Литмир - Электронная Библиотека

 -- А моя и еще короче, -- сказала Надя. -- Постой, что же тебе рассказать? Дай подумать. С чего начать?

 Она отняла голову от его плеча и, как бы стараясь вызвать в памяти нужные слова, приложила к лбу концы пальцев -- жест, усвоенный ею при заучивании ролей.

 -- Мама, умирая, велела мне непременно найти тебя. Она просила тебя простить ее...

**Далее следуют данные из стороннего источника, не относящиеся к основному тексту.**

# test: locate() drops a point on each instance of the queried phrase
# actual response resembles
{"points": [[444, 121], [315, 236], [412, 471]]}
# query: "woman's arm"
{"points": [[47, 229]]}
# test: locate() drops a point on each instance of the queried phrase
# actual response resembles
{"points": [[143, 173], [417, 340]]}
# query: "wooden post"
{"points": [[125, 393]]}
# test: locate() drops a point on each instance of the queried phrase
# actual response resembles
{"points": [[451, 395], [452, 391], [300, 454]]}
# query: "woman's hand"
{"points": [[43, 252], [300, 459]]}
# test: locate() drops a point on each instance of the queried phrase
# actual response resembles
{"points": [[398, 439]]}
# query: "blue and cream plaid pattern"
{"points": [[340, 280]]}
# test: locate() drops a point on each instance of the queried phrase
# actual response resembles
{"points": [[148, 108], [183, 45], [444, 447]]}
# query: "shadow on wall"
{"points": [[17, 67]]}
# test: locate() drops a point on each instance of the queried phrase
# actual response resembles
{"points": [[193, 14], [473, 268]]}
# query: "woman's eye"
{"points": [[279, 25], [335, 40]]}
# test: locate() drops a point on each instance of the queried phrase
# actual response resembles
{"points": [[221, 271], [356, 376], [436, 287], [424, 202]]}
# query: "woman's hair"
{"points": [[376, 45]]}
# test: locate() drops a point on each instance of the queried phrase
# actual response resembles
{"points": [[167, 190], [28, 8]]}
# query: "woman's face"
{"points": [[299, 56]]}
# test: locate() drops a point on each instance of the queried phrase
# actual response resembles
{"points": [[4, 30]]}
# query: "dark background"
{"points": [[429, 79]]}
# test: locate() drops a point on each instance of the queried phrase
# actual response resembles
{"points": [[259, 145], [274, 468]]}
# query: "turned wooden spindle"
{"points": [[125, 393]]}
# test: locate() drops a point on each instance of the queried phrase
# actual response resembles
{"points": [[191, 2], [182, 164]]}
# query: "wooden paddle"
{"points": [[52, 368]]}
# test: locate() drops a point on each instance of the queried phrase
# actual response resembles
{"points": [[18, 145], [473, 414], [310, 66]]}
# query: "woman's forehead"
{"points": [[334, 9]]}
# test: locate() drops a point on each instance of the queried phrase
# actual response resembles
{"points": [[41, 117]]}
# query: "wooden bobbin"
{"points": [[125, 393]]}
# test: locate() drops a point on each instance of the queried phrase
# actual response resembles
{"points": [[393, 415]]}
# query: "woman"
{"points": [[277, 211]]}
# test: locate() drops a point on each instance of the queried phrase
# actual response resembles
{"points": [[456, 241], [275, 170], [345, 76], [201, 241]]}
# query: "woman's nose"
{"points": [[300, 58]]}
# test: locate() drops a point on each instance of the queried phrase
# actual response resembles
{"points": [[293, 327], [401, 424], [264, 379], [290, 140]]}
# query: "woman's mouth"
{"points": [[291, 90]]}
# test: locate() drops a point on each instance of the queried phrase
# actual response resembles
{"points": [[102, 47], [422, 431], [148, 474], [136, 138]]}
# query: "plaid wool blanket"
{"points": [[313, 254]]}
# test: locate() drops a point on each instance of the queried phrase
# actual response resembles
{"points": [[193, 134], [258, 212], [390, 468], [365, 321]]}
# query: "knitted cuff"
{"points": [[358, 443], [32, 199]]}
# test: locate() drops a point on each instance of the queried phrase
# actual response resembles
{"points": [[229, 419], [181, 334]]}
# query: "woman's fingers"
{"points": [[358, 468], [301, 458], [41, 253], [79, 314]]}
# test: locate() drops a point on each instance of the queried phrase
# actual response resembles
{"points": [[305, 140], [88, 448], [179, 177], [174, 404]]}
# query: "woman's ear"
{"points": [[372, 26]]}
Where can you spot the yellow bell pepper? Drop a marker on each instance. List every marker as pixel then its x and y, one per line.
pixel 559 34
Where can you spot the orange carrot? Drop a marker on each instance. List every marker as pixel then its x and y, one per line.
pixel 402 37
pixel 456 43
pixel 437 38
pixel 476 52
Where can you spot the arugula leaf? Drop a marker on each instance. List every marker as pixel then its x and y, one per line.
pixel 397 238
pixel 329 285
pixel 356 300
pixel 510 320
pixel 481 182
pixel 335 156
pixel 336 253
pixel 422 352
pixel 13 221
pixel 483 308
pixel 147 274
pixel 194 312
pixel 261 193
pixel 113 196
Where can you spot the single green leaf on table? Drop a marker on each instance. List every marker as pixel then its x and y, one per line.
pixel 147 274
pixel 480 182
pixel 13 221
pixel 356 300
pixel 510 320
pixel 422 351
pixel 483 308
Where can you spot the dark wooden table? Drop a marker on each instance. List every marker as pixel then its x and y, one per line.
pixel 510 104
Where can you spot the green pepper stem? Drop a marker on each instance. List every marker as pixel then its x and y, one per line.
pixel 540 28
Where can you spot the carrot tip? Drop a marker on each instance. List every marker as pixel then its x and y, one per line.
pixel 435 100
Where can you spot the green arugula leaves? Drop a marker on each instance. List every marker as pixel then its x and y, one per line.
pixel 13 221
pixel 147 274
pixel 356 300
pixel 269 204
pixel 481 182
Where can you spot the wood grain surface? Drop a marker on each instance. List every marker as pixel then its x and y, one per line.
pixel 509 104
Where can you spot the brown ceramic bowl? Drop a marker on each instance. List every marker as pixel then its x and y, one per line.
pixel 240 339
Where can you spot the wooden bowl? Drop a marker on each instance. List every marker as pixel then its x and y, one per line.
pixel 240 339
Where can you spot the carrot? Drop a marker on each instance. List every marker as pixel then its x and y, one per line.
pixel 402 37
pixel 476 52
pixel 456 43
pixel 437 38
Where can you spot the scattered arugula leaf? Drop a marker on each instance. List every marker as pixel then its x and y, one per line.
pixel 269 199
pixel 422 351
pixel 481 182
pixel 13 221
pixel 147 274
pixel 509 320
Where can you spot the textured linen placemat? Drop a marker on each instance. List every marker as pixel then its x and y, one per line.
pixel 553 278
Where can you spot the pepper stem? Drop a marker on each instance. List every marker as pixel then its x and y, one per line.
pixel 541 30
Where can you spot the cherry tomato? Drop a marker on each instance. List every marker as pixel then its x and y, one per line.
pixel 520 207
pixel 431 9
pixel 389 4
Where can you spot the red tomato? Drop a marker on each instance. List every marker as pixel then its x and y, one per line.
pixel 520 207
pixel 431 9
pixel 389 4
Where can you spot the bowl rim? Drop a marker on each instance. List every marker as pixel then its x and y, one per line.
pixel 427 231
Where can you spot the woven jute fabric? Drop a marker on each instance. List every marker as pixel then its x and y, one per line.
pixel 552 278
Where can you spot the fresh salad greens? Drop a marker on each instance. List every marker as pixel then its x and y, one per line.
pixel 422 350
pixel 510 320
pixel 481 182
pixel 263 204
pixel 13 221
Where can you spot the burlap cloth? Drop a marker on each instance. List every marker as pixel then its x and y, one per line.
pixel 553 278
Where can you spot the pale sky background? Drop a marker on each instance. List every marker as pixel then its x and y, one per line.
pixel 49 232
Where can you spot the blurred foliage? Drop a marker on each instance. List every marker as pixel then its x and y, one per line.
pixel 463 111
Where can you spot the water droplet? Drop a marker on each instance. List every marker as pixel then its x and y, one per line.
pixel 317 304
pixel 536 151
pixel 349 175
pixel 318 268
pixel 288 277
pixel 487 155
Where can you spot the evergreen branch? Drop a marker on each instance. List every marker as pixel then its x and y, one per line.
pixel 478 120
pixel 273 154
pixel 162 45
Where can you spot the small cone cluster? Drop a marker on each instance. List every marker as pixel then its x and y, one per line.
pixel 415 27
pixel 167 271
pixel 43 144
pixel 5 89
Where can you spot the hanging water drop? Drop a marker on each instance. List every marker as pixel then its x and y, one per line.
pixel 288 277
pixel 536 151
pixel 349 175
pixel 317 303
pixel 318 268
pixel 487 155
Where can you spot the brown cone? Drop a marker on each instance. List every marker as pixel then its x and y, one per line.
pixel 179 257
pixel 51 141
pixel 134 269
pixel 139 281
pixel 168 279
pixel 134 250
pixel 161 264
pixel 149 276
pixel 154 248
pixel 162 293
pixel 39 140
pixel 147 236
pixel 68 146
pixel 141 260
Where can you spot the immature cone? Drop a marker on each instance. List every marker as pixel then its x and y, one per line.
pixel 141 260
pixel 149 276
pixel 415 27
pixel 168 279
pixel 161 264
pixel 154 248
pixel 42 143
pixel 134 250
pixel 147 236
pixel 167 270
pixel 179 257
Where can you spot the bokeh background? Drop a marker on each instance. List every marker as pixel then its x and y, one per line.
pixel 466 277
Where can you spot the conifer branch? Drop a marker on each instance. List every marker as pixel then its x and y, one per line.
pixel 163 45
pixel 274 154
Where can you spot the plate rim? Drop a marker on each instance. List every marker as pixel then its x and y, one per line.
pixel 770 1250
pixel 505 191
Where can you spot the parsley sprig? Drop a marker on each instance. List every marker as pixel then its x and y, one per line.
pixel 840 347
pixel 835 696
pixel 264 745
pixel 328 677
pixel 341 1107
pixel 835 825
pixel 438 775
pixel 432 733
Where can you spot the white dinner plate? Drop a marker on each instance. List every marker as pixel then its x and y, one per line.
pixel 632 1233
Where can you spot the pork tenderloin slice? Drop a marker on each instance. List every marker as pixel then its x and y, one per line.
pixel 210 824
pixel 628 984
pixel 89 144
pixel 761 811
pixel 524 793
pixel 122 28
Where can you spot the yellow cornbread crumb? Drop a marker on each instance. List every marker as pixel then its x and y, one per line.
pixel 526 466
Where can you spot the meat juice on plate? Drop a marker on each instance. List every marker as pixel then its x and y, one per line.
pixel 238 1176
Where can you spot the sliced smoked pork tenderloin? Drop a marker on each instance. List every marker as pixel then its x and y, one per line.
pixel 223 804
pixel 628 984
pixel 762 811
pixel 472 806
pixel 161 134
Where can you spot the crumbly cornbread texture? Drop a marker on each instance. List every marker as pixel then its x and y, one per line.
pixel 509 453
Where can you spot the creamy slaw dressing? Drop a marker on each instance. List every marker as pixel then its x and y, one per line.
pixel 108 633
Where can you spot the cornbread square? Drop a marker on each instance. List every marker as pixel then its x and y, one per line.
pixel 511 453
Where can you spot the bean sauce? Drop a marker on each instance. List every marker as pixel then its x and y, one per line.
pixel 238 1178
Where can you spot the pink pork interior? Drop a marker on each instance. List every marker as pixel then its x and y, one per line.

 Надя остановилась, как бы не решаясь что-то сказать. Потом она продолжала:

 -- Она мне рассказывала все, как было. Как вы жили богато, открыто; как ты не хотел, чтоб она вышла замуж за папу; как она назло тебе уехала с ним в Москву, и стала жить так... Они жили бедно. Папа, когда мама была беременна мной, поступил декоратором в театр, в Казань, и поехал туда. Мама тоже поехала было с ним, но доехала только до Нижнего, а дальше ехать не могла и осталась в Нижнем, пока я не родилась. Я родилась без папы. Потом, весной, и мама поехала со мной к папе в Казань, а оттуда в Пермь, с ним вместе. С тех пор мы стали переезжать из города в город. Мама тоже стала играть на сцене. Папа умер в Екатеринбурге. Он простудился за кулисами и умер от тифа. Я его не помни, мне было тогда три года. Но с тех пор, как я себя помню, я помню себя всегда за кулисами и в номере гостиницы или в крошечной квартирке. Помню даже, раз, летом, целый месяц мы ночевали в ложах. Да, дедушка, в театре. Днем все за кулисами, а ночью, после спектакля, в ложах. Многие из нашей труппы так ночевали. И еще с тех пор, как я себя помню, мама всегда хворала. Она была нервная, раздражительная. Бывали, конечно, неприятности и за кулисами. Ей ужасно хотелось успеха. Иногда ее отлично принимали. Но главные роли она играла только в маленьких труппах, а то все больше вторые... Я дебютировала первой "взрослой" ролью в "На хлебах из милости". Успех был порядочный. С тех пор я играю все, что дадут. Меня называют "полезностью", я этим не печалюсь и даже в шутку горжусь. Мама всегда говорила, что у меня в этом отношении счастливый характер. Она говорила, что папа был такой же. У меня папины глаза и папин характер. А мама говорила, что у нее был твой характер...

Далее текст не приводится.